Sensitivity analysis was conducted using the leave‒one‒out method to evaluate the robustness of the association between the TyG index and the risk of MACEs in patients with CHD across different diabetes statuses. The results showed that, regardless of diabetes status, the overall risk estimates changed minimally after each individual study was sequentially excluded, suggesting that the findings were relatively stable and robust (Figs. S5–S8).

A series of subgroup analyses were conducted on the basis of sample size, ACS presence, PCI status, follow-up duration, study quality, and median age of participants.
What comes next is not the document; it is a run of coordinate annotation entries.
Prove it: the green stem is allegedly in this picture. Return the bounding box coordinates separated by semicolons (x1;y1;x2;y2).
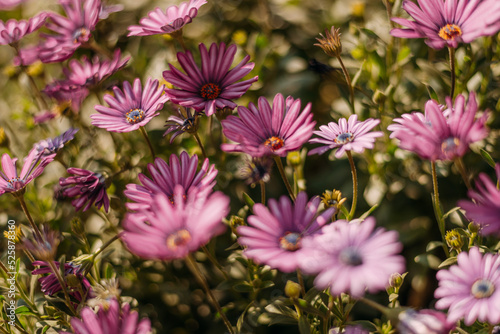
346;151;358;220
274;155;295;202
186;254;234;334
139;126;156;161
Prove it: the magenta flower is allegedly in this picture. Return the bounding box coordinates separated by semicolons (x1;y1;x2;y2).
458;164;500;235
391;0;500;49
0;148;55;195
38;0;101;63
31;261;91;302
0;13;47;45
387;93;488;161
122;185;229;260
221;94;316;157
238;192;335;273
300;217;405;297
434;247;500;326
90;78;168;132
59;168;109;212
124;151;217;211
127;0;207;36
163;43;258;116
61;299;151;334
309;115;383;158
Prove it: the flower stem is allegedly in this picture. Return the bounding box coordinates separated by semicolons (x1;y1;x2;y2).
274;155;295;202
186;254;234;334
346;151;358;220
139;126;156;161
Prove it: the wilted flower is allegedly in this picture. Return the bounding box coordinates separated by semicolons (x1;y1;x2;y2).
59;168;109;212
128;0;207;36
221;94;316;157
163;43;258;116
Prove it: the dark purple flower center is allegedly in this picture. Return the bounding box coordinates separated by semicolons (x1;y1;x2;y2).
166;229;191;250
264;136;285;151
470;279;495;299
125;109;145;124
439;23;462;41
200;82;221;100
280;232;302;252
339;247;363;267
334;132;353;145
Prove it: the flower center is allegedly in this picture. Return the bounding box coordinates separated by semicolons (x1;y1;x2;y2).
334;132;352;145
166;229;191;250
125;109;145;124
339;247;363;267
439;23;462;41
264;136;285;151
200;82;220;100
470;279;495;299
280;232;301;252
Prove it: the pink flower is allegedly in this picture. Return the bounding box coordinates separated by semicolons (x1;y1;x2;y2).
221;94;316;157
0;148;55;195
391;0;500;49
434;247;500;326
300;217;405;297
387;93;488;161
309;115;383;158
238;192;334;272
128;0;207;36
90;78;168;132
124;151;217;211
458;164;500;235
122;185;229;260
163;43;258;116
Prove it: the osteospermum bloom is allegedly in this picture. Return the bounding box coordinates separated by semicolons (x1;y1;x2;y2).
90;78;168;132
434;247;500;326
238;192;335;272
391;0;500;49
300;217;405;297
458;164;500;235
122;185;229;260
163;43;258;116
0;13;47;45
124;151;217;210
0;148;55;195
221;94;316;157
59;168;109;212
309;115;383;158
128;0;207;36
61;299;151;334
387;93;488;161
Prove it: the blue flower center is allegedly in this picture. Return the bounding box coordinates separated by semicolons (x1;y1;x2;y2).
334;132;353;145
280;232;302;252
125;108;146;124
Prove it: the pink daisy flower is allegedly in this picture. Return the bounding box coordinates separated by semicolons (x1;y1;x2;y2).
221;94;316;157
128;0;207;36
391;0;500;49
458;164;500;235
0;148;56;195
61;299;151;334
0;13;47;45
238;192;335;272
434;247;500;326
122;185;229;260
300;217;405;297
163;43;258;116
309;115;383;158
90;78;168;132
59;168;109;212
124;151;217;211
387;93;488;161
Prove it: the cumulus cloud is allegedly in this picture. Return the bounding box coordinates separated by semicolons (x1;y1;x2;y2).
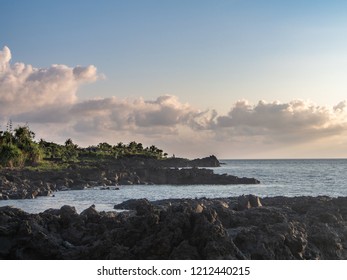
0;47;347;156
213;100;347;142
0;47;100;117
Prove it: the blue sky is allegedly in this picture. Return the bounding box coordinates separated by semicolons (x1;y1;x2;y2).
0;0;347;157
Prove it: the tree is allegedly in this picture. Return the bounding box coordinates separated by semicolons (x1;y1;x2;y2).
0;144;25;168
62;138;78;161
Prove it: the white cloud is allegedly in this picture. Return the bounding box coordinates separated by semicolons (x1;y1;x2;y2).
0;44;99;117
0;44;347;157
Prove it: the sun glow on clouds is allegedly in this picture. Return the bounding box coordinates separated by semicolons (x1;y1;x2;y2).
0;47;347;157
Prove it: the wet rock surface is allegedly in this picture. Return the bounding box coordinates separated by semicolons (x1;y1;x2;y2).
0;195;347;259
0;156;259;200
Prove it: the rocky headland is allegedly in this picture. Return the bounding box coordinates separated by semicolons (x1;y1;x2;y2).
0;195;347;260
0;156;259;200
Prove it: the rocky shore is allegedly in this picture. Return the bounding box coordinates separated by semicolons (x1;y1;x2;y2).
0;195;347;260
0;156;259;200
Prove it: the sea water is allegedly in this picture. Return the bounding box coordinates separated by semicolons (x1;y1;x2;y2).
0;159;347;213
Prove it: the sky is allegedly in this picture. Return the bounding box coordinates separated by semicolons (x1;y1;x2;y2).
0;0;347;159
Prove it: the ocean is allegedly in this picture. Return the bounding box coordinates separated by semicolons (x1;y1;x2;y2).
0;159;347;213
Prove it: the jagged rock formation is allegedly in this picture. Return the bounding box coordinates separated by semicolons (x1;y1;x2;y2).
0;156;259;199
0;196;347;259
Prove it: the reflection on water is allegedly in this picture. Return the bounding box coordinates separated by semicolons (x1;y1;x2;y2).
0;160;347;213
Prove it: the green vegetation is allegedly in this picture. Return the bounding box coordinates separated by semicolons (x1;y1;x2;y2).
0;121;167;169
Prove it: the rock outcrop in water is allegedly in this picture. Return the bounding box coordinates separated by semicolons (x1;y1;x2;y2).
0;196;347;260
0;156;259;200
Regardless of whether the TyG index was analysed as a categorical or continuous variable, a higher TyG index tended to be associated with an increased risk of MACEs among both diabetic and nondiabetic patients with CHD. These subgroup findings are generally consistent with the main results and suggest the potential of the TyG index as a potentially reliable marker for predicting the risk of MACEs in patients with CHD. Furthermore, meta-regression analysis suggested that differences in study quality might be a potential source of heterogeneity. Notably, regardless of the analytic type of the TyG index, studies with higher methodological quality appeared to show reduced heterogeneity in both diabetic and nondiabetic patients (Tables 1 and S4–S6).